In that operation, under the leadership of Incident Commander Duane Poslusny, Team Rubicon volunteers, known as Greyshirts, conducted 117 home assessments for risks. Then, they provided mitigation efforts, including tree cutting, shrub/fuel removal and risk reduction recommendations such as replacing screens, windows or substituting rocks for shrubs in proximity to wooden structures, for 108 residents.
A 2015 study in New Mexico found that two-thirds of homes lacked key elements of defensible space, but 20% of the average home hazard could be reduced by undertaking simple mitigation steps.
More Education, More Codes
In the 1990’s Edmonds, WA, began a home visit program where they hired senior women to go door-to-door to inspect homes for fire safety. As a result of advertising and awareness raised, not just from the visits themselves, fires went down by an amazing two-thirds during the program. According to Phil Schaenman, of research firm TriData, “When funding was cut for this program, the fires went right back up. It was as perfect a social engineering experiment as you could have. Apply prevention stimulus, fires down. Take away prevention stimulus, fires go up.”
Fortified building codes are another effective wildfire mitigation strategy and means of minimizing fire damage. A stark example of this involves the 2018 Camp Fire in Paradise, CA, the deadliest in California history.
In 2008, the California Legislature adopted Chapter 7A into the California Building Code.
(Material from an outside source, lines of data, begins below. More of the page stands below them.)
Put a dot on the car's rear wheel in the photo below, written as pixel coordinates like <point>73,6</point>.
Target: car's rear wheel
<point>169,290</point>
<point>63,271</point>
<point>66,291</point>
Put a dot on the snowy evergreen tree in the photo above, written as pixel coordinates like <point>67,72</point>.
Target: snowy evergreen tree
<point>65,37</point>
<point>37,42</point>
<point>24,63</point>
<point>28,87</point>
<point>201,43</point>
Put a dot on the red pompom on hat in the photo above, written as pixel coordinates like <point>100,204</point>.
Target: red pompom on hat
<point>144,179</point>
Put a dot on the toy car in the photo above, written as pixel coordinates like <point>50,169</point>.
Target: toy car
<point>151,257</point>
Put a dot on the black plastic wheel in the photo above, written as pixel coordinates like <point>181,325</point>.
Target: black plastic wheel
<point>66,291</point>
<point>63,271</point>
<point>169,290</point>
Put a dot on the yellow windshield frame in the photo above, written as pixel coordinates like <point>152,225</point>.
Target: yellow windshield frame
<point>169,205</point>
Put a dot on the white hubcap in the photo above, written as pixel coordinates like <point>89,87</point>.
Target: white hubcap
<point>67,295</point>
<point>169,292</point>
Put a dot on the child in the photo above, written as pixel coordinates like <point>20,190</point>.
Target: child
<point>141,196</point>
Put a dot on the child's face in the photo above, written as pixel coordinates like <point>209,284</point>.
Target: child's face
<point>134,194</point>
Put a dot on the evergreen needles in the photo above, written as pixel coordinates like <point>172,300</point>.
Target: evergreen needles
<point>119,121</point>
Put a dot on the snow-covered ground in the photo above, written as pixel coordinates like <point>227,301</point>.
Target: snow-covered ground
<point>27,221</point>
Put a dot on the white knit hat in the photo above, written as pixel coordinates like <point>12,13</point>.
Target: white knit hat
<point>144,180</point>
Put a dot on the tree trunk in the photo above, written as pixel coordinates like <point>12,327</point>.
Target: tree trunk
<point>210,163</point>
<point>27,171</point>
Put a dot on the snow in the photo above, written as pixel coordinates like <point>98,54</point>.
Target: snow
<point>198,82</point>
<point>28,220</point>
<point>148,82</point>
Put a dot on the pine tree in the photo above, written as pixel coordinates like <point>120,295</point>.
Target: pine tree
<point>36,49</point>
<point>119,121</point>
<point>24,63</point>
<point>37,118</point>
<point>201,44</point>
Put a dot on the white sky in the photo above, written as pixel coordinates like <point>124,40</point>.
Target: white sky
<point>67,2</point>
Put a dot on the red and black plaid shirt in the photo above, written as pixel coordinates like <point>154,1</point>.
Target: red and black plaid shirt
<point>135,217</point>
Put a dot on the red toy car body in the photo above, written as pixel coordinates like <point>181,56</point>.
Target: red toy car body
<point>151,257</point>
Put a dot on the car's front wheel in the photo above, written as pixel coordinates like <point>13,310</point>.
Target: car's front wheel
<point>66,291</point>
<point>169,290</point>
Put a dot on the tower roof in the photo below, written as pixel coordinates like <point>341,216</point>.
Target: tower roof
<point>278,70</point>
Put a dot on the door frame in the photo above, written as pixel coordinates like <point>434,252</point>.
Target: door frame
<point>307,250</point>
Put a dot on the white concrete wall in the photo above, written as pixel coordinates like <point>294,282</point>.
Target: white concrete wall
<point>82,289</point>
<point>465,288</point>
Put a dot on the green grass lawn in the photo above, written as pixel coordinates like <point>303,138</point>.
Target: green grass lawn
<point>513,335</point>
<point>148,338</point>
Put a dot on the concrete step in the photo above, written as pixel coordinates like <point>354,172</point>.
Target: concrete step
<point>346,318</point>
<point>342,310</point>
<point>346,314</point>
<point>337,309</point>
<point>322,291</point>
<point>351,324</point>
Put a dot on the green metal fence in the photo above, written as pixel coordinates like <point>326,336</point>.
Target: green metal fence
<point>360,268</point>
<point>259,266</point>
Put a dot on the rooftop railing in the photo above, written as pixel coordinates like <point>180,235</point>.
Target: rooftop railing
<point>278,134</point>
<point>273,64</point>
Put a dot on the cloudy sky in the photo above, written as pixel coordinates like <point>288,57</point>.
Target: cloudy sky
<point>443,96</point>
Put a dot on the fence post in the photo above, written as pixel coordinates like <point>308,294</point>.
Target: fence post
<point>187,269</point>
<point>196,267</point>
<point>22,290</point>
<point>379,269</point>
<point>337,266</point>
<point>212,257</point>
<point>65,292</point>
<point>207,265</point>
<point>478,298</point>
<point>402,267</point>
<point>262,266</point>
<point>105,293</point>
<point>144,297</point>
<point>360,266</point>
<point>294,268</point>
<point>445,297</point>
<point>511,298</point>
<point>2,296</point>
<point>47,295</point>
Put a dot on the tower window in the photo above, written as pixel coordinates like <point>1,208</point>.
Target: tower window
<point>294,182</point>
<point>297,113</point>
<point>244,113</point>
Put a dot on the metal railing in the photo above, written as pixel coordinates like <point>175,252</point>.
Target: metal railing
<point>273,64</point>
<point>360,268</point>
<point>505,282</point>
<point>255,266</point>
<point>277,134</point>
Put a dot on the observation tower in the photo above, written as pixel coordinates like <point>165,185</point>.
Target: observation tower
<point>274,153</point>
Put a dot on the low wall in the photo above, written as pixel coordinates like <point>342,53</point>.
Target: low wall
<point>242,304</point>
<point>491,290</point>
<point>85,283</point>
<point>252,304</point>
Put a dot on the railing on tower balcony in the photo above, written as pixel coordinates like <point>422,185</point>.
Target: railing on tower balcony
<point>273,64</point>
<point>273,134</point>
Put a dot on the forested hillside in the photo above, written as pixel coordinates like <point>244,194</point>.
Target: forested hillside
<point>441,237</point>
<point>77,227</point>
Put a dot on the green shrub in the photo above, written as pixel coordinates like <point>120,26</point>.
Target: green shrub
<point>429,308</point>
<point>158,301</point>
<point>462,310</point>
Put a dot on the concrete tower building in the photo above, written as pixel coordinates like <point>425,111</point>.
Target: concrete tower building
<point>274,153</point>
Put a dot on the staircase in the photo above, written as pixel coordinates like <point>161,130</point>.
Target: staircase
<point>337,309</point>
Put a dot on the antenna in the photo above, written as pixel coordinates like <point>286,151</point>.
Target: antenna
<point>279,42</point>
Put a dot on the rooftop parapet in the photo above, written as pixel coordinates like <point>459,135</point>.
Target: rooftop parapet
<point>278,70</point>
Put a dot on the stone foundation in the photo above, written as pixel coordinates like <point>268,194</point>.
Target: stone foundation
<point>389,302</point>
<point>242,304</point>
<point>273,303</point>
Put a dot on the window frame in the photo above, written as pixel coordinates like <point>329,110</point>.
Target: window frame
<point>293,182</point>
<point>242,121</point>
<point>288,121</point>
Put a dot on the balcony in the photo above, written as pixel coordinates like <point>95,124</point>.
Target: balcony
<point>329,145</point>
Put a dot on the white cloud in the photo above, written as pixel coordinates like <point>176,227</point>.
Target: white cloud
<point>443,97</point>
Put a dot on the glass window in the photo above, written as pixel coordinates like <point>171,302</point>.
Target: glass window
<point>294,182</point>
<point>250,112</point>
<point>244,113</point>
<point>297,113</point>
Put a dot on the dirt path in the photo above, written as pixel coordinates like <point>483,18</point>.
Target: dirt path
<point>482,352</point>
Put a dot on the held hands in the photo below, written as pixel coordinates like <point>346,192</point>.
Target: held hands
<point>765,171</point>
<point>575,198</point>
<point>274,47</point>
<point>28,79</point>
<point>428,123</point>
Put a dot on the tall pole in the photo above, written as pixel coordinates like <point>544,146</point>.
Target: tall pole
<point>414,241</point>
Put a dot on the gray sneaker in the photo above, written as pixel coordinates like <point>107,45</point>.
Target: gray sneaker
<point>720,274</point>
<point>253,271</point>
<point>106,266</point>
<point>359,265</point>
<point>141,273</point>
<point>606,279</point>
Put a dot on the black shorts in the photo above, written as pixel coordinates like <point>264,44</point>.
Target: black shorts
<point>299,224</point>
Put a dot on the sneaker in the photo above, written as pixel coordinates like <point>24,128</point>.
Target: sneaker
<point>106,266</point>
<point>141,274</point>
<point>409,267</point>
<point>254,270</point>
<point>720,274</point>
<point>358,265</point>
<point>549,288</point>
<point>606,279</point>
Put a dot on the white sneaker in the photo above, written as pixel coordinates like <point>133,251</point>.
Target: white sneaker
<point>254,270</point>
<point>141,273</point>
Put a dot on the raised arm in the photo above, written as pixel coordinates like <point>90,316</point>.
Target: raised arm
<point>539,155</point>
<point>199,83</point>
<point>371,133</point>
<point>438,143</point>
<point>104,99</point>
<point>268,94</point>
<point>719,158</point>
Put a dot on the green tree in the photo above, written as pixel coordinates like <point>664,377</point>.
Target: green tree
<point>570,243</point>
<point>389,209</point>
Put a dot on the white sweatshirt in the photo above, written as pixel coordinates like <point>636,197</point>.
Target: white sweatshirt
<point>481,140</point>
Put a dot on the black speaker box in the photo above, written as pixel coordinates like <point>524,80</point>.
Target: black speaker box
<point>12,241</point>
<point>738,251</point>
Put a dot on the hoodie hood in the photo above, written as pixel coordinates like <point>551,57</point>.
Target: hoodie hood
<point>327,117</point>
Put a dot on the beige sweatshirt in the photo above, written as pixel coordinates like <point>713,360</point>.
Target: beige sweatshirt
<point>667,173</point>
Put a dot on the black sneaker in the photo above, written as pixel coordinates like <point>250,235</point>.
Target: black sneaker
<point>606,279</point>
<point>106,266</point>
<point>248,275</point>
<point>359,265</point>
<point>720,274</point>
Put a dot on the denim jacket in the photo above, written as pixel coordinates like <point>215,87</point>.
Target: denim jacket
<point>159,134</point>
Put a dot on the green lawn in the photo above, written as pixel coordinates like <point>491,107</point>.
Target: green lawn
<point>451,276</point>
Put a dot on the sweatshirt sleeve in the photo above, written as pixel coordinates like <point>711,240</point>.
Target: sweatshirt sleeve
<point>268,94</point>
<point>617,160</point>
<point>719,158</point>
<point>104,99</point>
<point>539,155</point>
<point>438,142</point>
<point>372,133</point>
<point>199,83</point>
Chapter 7A establishes minimum standards to protect life and property for a building located in a WUI Fire Area by increasing its ability to resist the intrusion of flames or burning embers.
Overall, most—86%—of the single-family homes in Paradise were built before 1990, and homes of this age fared poorly in the Camp Fire, with only 11.6% surviving the Camp Fire. The Survival rate for homes built after 2008 and adoption of new building materials and codes was 43%—nearly four times more effective.
If these tactics and developments teach us anything, it’s that a cohesive and sustained effort among industry, government and individuals is a prerequisite for humans to weather and survive fires that are increasing in ferocity, reach and frequency,
It truly does take an entire village, Smokey.
To conduct your own home assessment, consider CalFire’s Ready for Fire and the University of Nevada’s Living With Fire guides. Apartment dwellers can find useful tips from FEMA here.